Monday, November 29, 2010

NY Fed Ct Dismisses RESPA Challenge to Division of Title Insurance Premiums b/t Title Insurer and Title Agent

The United States District Court for the Eastern District of New York recently dismissed putative class claims asserting violations of the federal Real Estate Settlement Procedures Act ("RESPA") relating to allegations of prohibited kickbacks to and illegal fee splitting by title insurers with title agents, as barred under RESPA and under the "filed-rate doctrine."


This case began as a putative class action with Gerry Galiano as the named plaintiff, which in turn emerged out of another class action that named many of the same defendants. The plaintiff alleged that various title insurance defendants, including the Title Insurance Rate Service Association, Inc. ("TIRSA"), injured the plaintiff by setting title insurance rates that included both agency commissions -- which the plaintiff characterized as "prohibited fees, kickbacks or other things of value" -- as well as insurance risk costs, or that the division of the title insurance fee into agency commission and risk premium was a prohibited "fee splitting 'other than for services actually performed.'"

The court noted that RESPA was enacted to safeguard home buyers from abusive practices resulting in in "unnecessarily high settlement charges." However, the court also noted that Congress did not intend to empower the federal courts to serve as "roving equity tribunals" governing real estate closings.

As you may recall, Sections 8(a) and 8(b) of RESPA prohibit the giving or receiving of referral fees, kickbacks, or any other "thing of value" in exchange for the referral of real estate settlement service business involving a federally regulated mortgage loan. However, Section 8(c) of RESPA includes a "safe-harbor" provision allowing "bona fide" fees for services actually rendered.

The Court held that the plaintiff conceded the defendants performed actual services, and this admission is "fatal" to his RESPA claim. Because the services at issue, such as performing title searches and examinations, are "essential" services when insuring title, they are "bona fide" as required under RESPA. The Court noted that, given this fact, the plaintiff was in essence contesting the amounts paid for title insurance services, and that RESPA is not intended to be a "price-control statute." The Court further held that the defendants only shared fees with third parties when those parties performed essential services, and this does not constitute an improper "split charge for which no service was performed."

In addition, the District Court held that the "filed-rate doctrine" would also bar the plaintiff's RESPA claim. This doctrine states that "rates filed with a regulatory agency, such as the title-insurance rates at issue are "per se reasonable and unassailable in judicial proceedings." These rates were filed by the title insurance defendants with the New York Insurance Department. As you may recall, the filed-rate doctrine prevents courts from substituting their judgment for that of a regulatory agency applying expertise to the area in question. The doctrine also prevents price discrimination among consumers, as non-suing consumers would be at a disadvantage to those who were awarded lower rates via a lawsuit.

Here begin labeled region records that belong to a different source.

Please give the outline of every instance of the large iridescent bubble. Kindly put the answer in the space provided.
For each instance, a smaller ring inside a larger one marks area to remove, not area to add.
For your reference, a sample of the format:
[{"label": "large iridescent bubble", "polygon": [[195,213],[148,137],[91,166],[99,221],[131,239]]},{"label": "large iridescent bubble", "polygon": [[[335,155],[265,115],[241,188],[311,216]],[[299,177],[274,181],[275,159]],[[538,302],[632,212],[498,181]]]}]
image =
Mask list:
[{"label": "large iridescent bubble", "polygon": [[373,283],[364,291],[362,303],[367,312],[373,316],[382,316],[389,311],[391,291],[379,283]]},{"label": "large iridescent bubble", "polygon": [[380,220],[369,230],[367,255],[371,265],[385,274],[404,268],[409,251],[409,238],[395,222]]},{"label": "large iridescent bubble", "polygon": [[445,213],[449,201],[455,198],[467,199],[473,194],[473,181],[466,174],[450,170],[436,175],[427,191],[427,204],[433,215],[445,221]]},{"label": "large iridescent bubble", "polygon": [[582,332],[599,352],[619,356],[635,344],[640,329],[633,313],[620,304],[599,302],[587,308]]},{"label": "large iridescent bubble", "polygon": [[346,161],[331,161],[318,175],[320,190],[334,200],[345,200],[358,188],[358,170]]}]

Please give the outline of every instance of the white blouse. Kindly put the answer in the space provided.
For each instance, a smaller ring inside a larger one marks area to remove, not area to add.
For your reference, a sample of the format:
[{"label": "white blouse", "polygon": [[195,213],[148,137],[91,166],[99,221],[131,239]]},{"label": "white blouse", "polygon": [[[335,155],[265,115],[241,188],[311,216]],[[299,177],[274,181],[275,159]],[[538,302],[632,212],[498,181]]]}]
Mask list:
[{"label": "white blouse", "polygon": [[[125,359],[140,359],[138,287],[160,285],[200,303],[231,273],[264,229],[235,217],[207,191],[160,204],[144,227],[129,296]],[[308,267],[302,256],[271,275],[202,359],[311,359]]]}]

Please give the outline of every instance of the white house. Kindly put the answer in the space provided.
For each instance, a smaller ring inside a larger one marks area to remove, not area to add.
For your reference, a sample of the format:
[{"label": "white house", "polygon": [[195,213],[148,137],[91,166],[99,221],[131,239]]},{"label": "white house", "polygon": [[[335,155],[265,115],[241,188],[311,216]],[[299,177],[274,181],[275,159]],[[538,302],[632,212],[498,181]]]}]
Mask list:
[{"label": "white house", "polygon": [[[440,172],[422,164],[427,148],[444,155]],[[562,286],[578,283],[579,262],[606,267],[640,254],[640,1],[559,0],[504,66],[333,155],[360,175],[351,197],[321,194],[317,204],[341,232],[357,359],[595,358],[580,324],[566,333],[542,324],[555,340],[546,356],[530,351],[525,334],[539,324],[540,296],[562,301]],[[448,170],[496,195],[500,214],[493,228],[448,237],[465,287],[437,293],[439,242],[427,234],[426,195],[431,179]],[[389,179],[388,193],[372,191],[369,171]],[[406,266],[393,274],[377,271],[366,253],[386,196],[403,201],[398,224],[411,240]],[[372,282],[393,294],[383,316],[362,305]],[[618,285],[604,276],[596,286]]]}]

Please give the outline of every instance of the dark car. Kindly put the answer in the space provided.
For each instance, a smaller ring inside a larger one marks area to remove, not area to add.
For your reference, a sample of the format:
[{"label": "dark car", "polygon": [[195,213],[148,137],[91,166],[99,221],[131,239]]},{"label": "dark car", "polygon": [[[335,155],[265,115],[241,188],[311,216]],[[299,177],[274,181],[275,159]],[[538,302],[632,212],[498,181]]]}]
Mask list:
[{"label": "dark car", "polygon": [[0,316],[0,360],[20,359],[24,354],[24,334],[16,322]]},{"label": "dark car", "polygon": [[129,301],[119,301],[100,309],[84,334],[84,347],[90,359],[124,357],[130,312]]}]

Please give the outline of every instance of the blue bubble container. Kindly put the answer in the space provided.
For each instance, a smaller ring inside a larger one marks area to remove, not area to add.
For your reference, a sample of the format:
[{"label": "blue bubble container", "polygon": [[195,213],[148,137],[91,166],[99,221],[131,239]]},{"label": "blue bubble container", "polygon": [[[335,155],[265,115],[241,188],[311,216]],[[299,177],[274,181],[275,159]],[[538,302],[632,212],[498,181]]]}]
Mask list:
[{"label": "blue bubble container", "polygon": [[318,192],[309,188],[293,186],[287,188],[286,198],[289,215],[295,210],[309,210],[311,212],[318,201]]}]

Finally, the Court observed that there is no fraud exception to the filed-rate doctrine, as such an exception would simply be involving the courts in deciding what constitutes a "reasonable rate." The Court also noted that the Second Circuit has "not yet spoken" on the applicability of the filed-rate doctrine to RESPA "kickback claims," and the lower court was thus not bound by a "specific line of reasoning." The District Court held that because the kickback allegations had been rejected, as actual services were performed, the payments in question could not be "illegal kickbacks" that would preclude application of the filed-rate doctrine.